EU Internet of Things report finds high entry barriers, other concerns

EU Internet of Things report finds high entry barriers, other concerns

“This is a market with high barriers to entry, few vertically integrated players and concerns about access to data, interoperability or exclusivity practices amongst others”

What you need to know

The EU has published the findings of its Internet of Things inquiry.
It has warned the sector has high entry barriers and warned of exclusivity and interoperability concerns.
The EU is planning to follow up but hopes that companies like Apple will be proactive in addressing the concerns.

The EU Commission has today published the findings of its inquiry into the ‘Internet of Things’, a sector that includes the use of virtual assistants, smart home accessories, and speakers like Apple’s HomePod mini.

Executive VP Margrethe Vestager said “The consumer Internet of Things sector is increasingly becoming part of our everyday life. The final findings of our sector inquiry confirm concerns identified in the preliminary report. This is a market with high barriers to entry, few vertically integrated players and concerns about access to data, interoperability or exclusivity practices amongst others.”

The report says that it has found the sector is growing rapidly and that there was a growing trend of the availability of voice assistants as user interfaces for interacting with other smart devices.

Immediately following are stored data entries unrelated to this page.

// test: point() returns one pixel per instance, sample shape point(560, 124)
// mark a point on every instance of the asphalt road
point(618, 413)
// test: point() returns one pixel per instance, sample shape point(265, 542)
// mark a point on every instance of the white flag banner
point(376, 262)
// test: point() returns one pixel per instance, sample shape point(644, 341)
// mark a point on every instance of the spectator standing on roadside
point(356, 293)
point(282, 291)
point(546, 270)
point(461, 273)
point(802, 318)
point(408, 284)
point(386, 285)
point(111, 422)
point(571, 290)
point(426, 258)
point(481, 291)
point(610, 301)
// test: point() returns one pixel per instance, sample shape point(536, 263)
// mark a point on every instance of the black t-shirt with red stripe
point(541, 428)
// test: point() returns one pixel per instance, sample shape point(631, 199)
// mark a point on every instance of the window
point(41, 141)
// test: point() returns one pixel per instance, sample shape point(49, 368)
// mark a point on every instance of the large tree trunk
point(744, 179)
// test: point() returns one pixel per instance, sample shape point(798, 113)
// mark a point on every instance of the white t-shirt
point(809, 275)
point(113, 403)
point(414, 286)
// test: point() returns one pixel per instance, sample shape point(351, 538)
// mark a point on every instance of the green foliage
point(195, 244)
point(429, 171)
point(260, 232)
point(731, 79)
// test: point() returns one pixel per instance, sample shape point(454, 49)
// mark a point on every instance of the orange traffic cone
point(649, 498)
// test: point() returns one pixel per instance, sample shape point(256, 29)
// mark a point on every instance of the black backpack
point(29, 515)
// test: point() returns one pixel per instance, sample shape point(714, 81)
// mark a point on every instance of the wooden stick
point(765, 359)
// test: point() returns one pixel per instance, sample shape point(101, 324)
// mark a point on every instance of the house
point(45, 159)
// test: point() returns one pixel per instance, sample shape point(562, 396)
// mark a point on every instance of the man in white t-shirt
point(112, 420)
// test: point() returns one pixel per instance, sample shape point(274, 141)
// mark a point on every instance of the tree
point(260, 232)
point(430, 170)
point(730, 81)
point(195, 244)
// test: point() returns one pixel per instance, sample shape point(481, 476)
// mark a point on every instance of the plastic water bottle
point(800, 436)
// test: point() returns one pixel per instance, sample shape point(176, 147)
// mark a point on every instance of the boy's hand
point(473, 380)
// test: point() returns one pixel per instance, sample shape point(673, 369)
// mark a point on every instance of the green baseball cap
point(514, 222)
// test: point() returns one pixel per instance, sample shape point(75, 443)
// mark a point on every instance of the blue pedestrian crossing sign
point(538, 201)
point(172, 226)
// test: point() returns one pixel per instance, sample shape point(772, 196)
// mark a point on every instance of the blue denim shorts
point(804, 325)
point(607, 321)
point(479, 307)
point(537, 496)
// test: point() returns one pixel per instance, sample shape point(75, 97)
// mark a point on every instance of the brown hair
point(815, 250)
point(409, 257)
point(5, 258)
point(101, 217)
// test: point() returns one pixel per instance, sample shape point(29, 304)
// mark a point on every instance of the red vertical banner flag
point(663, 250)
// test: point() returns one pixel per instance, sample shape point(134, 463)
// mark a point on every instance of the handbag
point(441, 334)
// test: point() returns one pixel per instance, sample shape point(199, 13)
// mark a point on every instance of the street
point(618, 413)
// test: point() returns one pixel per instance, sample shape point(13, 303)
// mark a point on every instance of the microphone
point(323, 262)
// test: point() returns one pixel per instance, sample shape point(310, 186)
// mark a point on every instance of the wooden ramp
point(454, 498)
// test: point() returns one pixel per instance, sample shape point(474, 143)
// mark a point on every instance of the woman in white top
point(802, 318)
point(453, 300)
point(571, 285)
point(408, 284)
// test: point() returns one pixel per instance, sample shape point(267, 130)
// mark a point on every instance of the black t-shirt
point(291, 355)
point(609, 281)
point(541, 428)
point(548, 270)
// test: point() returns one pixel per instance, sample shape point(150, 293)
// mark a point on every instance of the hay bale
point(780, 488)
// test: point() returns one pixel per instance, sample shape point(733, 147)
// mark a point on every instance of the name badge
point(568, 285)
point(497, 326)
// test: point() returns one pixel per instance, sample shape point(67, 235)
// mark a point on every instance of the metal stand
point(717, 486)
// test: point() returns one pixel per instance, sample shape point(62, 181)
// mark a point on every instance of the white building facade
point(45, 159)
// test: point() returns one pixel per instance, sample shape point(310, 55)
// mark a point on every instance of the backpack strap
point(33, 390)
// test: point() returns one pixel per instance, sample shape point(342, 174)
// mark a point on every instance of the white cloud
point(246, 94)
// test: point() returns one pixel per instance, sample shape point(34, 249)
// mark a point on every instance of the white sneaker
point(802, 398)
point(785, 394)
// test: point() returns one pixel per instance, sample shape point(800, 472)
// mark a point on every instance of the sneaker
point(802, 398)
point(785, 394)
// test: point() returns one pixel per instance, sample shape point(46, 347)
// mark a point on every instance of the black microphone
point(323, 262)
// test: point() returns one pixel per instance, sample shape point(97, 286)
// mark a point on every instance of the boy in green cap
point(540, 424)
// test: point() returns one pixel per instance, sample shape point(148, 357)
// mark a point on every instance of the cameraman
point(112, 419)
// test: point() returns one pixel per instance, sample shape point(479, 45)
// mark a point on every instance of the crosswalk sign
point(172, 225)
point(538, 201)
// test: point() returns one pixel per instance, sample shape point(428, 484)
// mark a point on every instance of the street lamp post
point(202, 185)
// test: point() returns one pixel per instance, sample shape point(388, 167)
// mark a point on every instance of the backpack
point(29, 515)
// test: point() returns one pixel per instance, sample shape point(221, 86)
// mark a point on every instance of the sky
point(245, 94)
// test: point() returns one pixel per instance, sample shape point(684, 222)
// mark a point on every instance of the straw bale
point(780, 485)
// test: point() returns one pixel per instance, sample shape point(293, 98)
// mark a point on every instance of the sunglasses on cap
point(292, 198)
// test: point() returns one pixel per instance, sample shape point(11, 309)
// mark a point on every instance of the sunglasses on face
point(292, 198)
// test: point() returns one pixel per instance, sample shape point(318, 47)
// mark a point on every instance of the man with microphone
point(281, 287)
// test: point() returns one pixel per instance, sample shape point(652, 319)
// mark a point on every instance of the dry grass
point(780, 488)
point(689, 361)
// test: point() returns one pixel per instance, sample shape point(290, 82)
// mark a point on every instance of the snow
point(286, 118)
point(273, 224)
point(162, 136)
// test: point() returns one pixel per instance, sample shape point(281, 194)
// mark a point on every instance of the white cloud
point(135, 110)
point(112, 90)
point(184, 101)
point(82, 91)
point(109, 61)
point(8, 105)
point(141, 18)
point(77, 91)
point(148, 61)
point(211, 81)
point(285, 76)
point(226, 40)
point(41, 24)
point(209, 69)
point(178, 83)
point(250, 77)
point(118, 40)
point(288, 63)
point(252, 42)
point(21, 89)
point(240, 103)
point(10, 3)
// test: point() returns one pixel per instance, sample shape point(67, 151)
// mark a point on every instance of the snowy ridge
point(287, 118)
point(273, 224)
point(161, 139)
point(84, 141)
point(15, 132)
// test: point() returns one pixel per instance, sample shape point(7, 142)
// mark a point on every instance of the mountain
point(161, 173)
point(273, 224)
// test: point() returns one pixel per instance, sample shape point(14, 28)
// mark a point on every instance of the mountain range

It says that stakeholders who participated in the inquiry said that the main barrier to entry and expansion in the sector was high technology costs and that many stakeholders “have reported difficulties in competing with vertically integrated companies that have built their own ecosystems within and beyond the consumer IoT sector”, struggling to compete with the likes of Apple, Amazon, and Google who “determine the processes for integrating smart devices and services in a consumer IoT system” as the market leaders.

Areas of concern highlighted include exclusivity and tying practices in relation to voice assistants and limited possibilities to use certain voice assistants on the same device, the use of voice assistants and smart devices as intermediaries between users and smart devices, the extensive access to data, and a lack of interoperability between consumer IoT tech because of a few “de facto standards”. The full report states:

The findings of the sector inquiry show that, in practice, integration processes that enable interoperability between different components of a consumer IoT ecosystem are largely driven by the leading providers of smart (mobile) device operating systems and voice assistants, namely Amazon, Google and Apple. These providers govern integration with their products by imposing certification processes, which they control unilaterally in most cases. The various specifications and types of software that enable interoperability with the leading operating systems and/or voice assistants are typically made available to third parties subject to the conclusion of agreements. Such agreements are usually standardized terms and conditions, and are generally not open to negotiation with counterparties, with the exception of prominent players with strong negotiating power.

The EU says the report will guide the Commission’s future enforcement and regulatory activity and would take a case-by-case approach to enforce any competition measures.